Paramedics tell how they treated failed Exeter suicide bomber
PUBLISHED: 13:04 17 October 2008 | UPDATED: 09:49 10 June 2010
PARADEMICS who treated Nicky Reilly moments after his failed suicide attack deny being heroes – and say they were just treating a patient.
PARADEMICS who treated Nicky Reilly moments after his failed suicide attack deny being heroes - and say they were just treating a patient.
Emergency care assistant Matt Baker and paramedic colleague Matt Richardson answered what they believed to be a routine 999 call and came face to face with Exeter bomber Nicky Reilly.
The pair had been sent to the Giraffe Restaurant in the centre of Exeter on May 22 after South Western Ambulance Service NHS Trust received an emergency call reporting a male who had fallen and "cut his face".
Matt Baker said: "We're no heroes. We were just doing our jobs, thinking on our feet and making the best decisions we could in the best interests of our patient and the public."
"Some people have told us we acted bravely.

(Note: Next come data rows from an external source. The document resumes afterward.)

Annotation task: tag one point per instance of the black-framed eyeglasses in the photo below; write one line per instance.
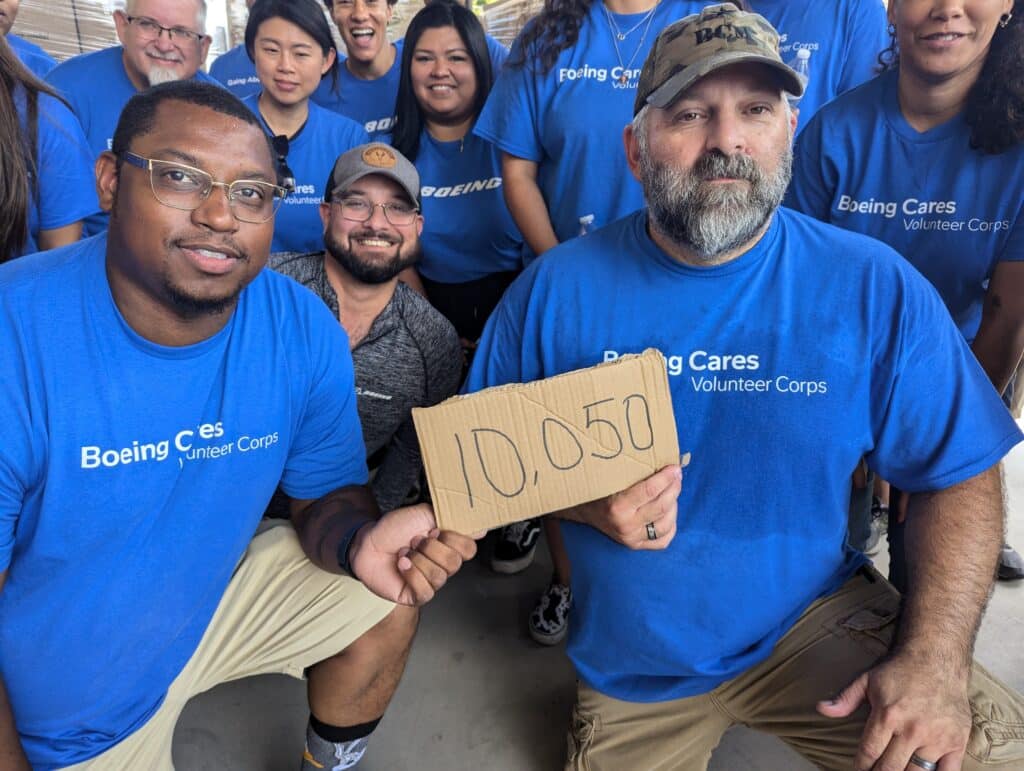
(356, 209)
(185, 187)
(151, 28)
(281, 146)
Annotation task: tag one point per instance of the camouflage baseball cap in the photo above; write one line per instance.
(375, 158)
(690, 48)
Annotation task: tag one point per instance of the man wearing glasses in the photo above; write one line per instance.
(406, 353)
(159, 384)
(161, 41)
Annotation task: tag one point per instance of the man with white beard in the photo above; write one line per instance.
(161, 41)
(804, 348)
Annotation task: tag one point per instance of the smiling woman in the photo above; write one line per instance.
(291, 45)
(471, 248)
(948, 108)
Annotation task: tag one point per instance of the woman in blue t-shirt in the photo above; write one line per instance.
(48, 185)
(471, 248)
(290, 43)
(929, 158)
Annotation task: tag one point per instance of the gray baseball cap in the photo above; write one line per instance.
(692, 47)
(375, 158)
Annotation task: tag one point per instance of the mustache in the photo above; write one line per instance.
(371, 233)
(715, 165)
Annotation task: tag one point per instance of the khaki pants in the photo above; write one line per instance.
(281, 613)
(836, 640)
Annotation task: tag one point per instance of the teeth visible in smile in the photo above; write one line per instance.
(211, 255)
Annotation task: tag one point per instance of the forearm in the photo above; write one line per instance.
(997, 348)
(322, 524)
(952, 544)
(526, 205)
(999, 341)
(11, 755)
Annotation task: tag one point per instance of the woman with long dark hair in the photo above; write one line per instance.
(929, 158)
(47, 185)
(471, 248)
(291, 45)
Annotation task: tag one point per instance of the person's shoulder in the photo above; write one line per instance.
(301, 266)
(823, 244)
(859, 104)
(338, 124)
(228, 58)
(422, 318)
(46, 274)
(78, 70)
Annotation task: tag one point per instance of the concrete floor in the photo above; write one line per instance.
(478, 693)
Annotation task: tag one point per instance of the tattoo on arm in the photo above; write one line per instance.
(321, 524)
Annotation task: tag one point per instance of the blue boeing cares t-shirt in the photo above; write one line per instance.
(34, 57)
(370, 102)
(467, 229)
(237, 72)
(97, 88)
(952, 211)
(844, 38)
(65, 187)
(569, 120)
(311, 153)
(132, 477)
(780, 381)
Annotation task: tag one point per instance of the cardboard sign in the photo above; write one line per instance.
(520, 451)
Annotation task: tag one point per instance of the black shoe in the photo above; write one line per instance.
(515, 547)
(550, 619)
(1011, 564)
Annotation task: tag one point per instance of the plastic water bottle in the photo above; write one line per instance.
(801, 63)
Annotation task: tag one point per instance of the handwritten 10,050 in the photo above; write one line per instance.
(611, 423)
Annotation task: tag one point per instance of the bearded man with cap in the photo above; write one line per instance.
(778, 390)
(406, 353)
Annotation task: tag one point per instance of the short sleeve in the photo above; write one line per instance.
(67, 179)
(328, 452)
(501, 355)
(1014, 250)
(22, 451)
(511, 117)
(814, 175)
(937, 419)
(866, 38)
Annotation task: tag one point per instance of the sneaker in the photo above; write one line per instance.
(879, 524)
(550, 619)
(1011, 564)
(515, 547)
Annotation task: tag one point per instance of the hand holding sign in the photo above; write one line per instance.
(631, 517)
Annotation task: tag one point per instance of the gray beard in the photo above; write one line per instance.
(709, 220)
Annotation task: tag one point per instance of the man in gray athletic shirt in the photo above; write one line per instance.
(406, 353)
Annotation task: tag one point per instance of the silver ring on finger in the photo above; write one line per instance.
(916, 760)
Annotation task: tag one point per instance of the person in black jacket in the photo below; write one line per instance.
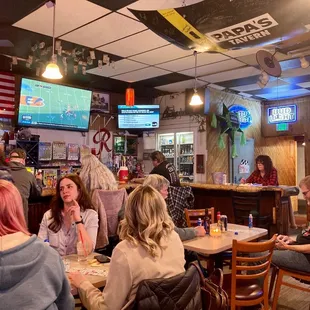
(27, 184)
(164, 168)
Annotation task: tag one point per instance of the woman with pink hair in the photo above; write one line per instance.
(32, 274)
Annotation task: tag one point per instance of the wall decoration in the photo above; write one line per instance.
(228, 123)
(100, 102)
(245, 117)
(282, 114)
(223, 25)
(59, 150)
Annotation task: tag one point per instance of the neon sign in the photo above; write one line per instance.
(283, 114)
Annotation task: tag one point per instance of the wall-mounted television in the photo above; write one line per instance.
(47, 105)
(138, 117)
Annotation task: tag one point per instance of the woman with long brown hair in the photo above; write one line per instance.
(265, 174)
(71, 218)
(149, 249)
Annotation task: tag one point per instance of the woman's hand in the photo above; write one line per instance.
(285, 239)
(75, 211)
(76, 279)
(200, 231)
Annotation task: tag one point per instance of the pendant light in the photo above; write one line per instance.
(52, 70)
(196, 100)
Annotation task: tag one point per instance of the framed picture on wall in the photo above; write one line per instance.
(100, 102)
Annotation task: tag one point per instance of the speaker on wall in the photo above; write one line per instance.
(203, 109)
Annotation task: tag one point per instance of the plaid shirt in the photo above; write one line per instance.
(271, 179)
(178, 199)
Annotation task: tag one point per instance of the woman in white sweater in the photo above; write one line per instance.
(150, 249)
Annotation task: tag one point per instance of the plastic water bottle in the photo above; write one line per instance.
(250, 220)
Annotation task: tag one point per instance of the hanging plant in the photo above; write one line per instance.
(228, 123)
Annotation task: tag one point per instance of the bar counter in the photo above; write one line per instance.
(274, 202)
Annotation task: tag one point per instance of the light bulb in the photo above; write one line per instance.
(52, 72)
(196, 100)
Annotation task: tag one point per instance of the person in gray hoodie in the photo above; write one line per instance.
(32, 274)
(27, 184)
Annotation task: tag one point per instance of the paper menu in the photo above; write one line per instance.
(59, 150)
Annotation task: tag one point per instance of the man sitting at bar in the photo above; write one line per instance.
(27, 184)
(163, 168)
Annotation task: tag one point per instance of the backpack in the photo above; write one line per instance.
(212, 295)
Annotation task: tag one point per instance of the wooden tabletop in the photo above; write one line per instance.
(214, 245)
(72, 264)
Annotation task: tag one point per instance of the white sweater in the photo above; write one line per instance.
(129, 266)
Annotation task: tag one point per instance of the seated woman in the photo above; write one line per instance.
(95, 175)
(296, 254)
(71, 218)
(149, 249)
(32, 273)
(264, 174)
(161, 184)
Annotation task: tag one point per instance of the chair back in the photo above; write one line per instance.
(251, 260)
(193, 215)
(179, 292)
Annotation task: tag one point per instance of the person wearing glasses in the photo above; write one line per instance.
(295, 254)
(265, 174)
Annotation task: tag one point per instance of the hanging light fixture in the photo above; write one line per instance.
(130, 97)
(52, 70)
(196, 100)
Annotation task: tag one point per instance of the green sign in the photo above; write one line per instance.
(282, 127)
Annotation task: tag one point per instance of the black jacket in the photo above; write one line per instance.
(181, 292)
(26, 183)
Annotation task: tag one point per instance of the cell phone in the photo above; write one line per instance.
(102, 259)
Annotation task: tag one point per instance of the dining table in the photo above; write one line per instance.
(222, 242)
(95, 272)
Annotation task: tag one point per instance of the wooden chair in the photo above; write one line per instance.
(246, 289)
(192, 216)
(280, 281)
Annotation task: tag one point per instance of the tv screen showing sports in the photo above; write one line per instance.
(48, 105)
(138, 117)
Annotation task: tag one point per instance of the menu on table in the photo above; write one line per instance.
(59, 150)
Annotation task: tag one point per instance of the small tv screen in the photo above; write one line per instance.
(47, 105)
(138, 117)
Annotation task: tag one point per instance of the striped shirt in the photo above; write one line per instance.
(64, 241)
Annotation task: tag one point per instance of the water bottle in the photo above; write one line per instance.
(250, 220)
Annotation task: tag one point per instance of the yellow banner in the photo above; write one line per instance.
(180, 23)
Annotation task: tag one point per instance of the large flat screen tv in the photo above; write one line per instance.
(47, 105)
(138, 117)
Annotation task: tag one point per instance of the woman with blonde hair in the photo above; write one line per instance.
(95, 175)
(32, 273)
(149, 249)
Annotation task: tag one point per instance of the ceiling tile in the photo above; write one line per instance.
(139, 75)
(181, 86)
(163, 54)
(138, 43)
(231, 74)
(41, 20)
(105, 30)
(122, 66)
(214, 68)
(189, 62)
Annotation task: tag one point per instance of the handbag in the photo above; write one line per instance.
(212, 294)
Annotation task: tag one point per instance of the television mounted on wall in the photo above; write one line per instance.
(53, 106)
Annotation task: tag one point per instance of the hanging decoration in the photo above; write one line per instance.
(229, 124)
(130, 97)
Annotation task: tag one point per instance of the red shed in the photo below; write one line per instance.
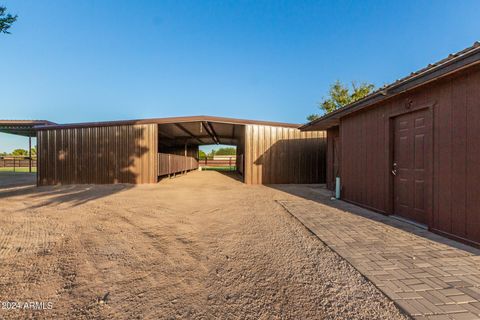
(412, 148)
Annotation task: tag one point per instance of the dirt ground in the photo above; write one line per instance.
(200, 246)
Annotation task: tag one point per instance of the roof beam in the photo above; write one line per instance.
(179, 126)
(211, 132)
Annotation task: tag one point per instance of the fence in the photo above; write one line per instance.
(171, 163)
(231, 162)
(17, 162)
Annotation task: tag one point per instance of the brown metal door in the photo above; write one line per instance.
(411, 166)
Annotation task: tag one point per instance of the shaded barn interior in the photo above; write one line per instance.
(143, 151)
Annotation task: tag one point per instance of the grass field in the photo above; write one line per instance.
(18, 169)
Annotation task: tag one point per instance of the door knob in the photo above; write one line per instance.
(394, 169)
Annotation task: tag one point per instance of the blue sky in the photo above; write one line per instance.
(74, 61)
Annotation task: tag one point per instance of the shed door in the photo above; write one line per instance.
(411, 166)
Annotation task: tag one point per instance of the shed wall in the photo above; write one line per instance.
(333, 156)
(98, 155)
(284, 155)
(366, 163)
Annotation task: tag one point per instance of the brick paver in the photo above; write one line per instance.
(428, 276)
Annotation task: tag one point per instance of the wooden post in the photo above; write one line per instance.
(29, 154)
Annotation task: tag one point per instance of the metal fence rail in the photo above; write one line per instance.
(17, 162)
(171, 164)
(218, 163)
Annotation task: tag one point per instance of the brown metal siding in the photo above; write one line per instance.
(98, 155)
(284, 155)
(366, 150)
(332, 136)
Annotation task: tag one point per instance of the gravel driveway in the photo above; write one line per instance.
(201, 246)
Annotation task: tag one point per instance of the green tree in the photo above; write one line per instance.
(6, 20)
(226, 151)
(19, 152)
(341, 95)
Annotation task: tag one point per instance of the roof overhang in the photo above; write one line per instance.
(454, 63)
(26, 128)
(169, 120)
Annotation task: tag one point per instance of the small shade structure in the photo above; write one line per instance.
(134, 151)
(26, 128)
(412, 148)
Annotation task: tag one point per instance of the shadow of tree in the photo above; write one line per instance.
(109, 156)
(98, 155)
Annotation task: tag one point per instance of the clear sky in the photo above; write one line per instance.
(90, 60)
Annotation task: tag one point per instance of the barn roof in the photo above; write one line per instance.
(168, 121)
(25, 128)
(453, 63)
(192, 130)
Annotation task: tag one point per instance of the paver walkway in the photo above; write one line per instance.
(428, 276)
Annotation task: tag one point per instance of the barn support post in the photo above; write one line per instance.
(29, 154)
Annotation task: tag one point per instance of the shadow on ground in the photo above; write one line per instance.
(23, 184)
(319, 193)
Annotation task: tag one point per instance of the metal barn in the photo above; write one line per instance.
(412, 148)
(142, 151)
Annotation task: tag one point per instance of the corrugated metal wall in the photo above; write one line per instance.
(98, 155)
(365, 164)
(283, 155)
(333, 149)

Others have said we were stupid, but at the end of the day he was our patient and that was all that seemed to matter at the time.
"It wasn't until after it had all finished that we sat down and thought about what we had just gone through."
During the six minute journey across the city the pair were more concerned with negotiating traffic and getting as close to the scene as possible, than what would greet them when they arrived.
When they arrived they found a cordoned-off city, scores of police and hundreds of concerned members of the public.
As the emergency services went about assessing the situation the paramedic pair focussed on Reilly.
"We were almost on scene when we got a call telling us to stand off and wait for police but there was a police car following us in so we carried on until we were outside the restaurant," continued Matt Richardson.
"We were 10 metres away from the door when we were told there had been an explosion.
"When we got on to the scene we saw a patient, not a bomber.
"He had been led outside the restaurant and was sitting on one of the chairs so we asked him what he had used.
"He told us the truth and we had to wait to see how best to handle that chemical before we could treat his injuries.
"He was obviously agitated but we were just frustrated that we couldn't treat him as we didn't know what chemicals had been used in the device.
"We had a good rapport with him and as our patient we did our best to treat him.
"We all undergo training in dealing with hazardous substances but nothing could really have prepared us for this situation.
"We did what we thought was best for everyone and I don't think we could have done anything differently to help in the situation."
Reilly, who was tried as Mohamad Saeed Alim, this week pleaded guilty to the counts of attempted murder and preparation for acts of terrorism via video link at the Old Bailey.
He has been remanded in custody at high-security Belmarsh jail and will appear in person before the Old Bailey for sentencing on November 21.